Mais si les Etats-Unis souhaitent la chute du pouvoir actuel, le principal objectif déclaré est d'empêcher l'Iran de se doter de la bombe atomique - intention que Téhéran dément - et de détruire ses capacités balistiques, d'après Israël.

L'armée israélienne a affirmé avoir frappé un centre militaire souterrain secret du programme nucléaire iranien, dans la région de Téhéran.

Pendant ce temps, l'Iran poursuit ses frappes sur des cibles américaines, notamment dans les pays du Golfe, et israéliennes.

Elles ont fait neuf morts dans les monarchies de la région, dont une fillette de 11 ans tuée mercredi par la chute de débris dans une zone résidentielle au Koweït.

Les drones et missiles iraniens ont aussi visé les ambassades américaines et provoqué des dégâts et incendies dans des sites aussi emblématiques que The Palm, l'île artificielle emblématique de Dubaï.

Un coup dur pour ces destinations, réputées parmi les plus sûres du Moyen-Orient, et abritant des infrastructures énergétiques vitales pour la production d'hydrocarbures mondiale.

Quelque 9.000 Américains ont quitté le Moyen-Orient depuis le début des hostilités.

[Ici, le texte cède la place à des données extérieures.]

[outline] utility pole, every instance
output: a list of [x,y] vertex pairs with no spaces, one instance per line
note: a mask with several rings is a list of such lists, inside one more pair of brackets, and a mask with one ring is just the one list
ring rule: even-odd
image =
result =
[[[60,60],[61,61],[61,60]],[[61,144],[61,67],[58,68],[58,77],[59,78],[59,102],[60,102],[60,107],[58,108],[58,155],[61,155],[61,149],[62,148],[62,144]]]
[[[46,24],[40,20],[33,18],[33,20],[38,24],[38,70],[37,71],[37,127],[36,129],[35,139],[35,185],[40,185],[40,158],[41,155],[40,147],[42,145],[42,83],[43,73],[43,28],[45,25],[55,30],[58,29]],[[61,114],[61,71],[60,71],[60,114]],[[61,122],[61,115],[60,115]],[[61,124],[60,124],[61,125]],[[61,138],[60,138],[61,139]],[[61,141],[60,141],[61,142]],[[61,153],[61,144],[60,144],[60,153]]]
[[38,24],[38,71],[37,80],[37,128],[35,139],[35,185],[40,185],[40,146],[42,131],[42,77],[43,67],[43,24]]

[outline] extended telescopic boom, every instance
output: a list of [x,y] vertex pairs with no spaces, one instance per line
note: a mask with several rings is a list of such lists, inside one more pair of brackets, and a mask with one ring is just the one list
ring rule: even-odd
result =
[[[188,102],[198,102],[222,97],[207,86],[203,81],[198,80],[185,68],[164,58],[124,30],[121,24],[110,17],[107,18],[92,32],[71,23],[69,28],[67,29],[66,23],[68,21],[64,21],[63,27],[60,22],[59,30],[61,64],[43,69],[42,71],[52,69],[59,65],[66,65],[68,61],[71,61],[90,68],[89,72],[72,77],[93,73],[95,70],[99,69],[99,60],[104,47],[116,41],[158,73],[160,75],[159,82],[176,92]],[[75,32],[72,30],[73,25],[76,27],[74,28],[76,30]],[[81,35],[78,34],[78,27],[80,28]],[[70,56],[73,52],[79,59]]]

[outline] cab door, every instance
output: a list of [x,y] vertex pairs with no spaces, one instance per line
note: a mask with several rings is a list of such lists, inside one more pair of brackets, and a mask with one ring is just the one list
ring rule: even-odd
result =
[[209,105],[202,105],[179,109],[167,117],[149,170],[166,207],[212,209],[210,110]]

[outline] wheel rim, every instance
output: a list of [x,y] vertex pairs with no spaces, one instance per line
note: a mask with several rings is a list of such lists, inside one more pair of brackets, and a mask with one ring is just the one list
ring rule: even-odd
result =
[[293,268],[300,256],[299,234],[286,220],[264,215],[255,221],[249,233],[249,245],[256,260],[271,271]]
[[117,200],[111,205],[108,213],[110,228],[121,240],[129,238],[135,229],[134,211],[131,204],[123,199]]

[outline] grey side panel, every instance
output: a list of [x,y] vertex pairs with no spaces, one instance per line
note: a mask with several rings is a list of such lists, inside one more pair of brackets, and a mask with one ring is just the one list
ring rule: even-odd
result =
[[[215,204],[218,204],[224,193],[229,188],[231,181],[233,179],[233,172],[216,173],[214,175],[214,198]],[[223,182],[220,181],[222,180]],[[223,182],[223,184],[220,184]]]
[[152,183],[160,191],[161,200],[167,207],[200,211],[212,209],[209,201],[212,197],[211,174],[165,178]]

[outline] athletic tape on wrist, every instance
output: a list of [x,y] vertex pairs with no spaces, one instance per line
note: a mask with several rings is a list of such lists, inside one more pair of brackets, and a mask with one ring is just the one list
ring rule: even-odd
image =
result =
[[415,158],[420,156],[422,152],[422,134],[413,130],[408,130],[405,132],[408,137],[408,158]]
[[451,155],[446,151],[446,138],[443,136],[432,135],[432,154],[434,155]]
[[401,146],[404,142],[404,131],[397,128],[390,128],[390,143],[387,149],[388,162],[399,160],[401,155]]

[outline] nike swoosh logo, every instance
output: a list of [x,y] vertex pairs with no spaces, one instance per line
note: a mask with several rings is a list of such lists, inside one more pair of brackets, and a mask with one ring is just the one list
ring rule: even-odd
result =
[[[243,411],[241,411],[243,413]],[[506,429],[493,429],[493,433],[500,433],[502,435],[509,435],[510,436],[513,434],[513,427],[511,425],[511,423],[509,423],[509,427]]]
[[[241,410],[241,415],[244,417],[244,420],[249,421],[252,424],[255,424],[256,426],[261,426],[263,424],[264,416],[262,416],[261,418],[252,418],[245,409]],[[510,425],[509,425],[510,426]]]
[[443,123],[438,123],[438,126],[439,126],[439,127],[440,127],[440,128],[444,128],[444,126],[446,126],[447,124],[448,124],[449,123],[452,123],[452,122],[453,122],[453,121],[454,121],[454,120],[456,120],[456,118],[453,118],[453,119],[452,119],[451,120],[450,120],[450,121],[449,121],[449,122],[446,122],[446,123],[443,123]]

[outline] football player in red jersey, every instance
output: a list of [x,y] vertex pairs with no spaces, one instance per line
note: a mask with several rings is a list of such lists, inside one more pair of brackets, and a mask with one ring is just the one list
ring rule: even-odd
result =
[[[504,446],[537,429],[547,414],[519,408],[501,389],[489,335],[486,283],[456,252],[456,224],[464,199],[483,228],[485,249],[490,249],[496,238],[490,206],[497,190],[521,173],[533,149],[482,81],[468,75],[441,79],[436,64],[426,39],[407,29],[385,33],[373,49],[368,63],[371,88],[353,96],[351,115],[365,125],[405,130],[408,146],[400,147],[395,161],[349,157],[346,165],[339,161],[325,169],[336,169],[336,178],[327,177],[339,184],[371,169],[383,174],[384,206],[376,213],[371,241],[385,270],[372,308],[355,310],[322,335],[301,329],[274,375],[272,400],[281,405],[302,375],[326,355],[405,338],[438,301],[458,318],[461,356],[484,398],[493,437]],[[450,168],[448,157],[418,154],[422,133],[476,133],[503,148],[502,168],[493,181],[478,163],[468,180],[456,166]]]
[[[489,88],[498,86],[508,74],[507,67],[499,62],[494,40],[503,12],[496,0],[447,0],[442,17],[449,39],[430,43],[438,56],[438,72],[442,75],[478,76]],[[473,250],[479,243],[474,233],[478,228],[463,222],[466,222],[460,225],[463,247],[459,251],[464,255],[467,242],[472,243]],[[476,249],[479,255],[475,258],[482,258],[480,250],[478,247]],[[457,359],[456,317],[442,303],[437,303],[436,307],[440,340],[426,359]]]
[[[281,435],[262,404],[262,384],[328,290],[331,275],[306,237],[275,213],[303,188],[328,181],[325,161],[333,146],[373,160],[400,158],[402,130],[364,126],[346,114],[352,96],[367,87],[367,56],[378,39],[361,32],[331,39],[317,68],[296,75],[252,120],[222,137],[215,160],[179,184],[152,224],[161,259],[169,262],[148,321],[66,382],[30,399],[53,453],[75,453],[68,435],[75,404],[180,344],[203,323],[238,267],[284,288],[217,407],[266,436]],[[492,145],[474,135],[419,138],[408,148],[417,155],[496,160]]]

Mais des milliers de vols ont été annulés et de nombreux touristes bloqués. Paris, Berlin ou Londres ont organisé des vols pour rapatrier leurs ressortissants, comme Emmy Coutelier, 18 ans, arrivée mercredi à l'aéroport de Roissy en provenance d'Oman. Elle raconte, encore sous le choc, sa profonde peur, quand a résonné une "alarme en pleine nuit" et sa fuite dans un abri au sous-sol.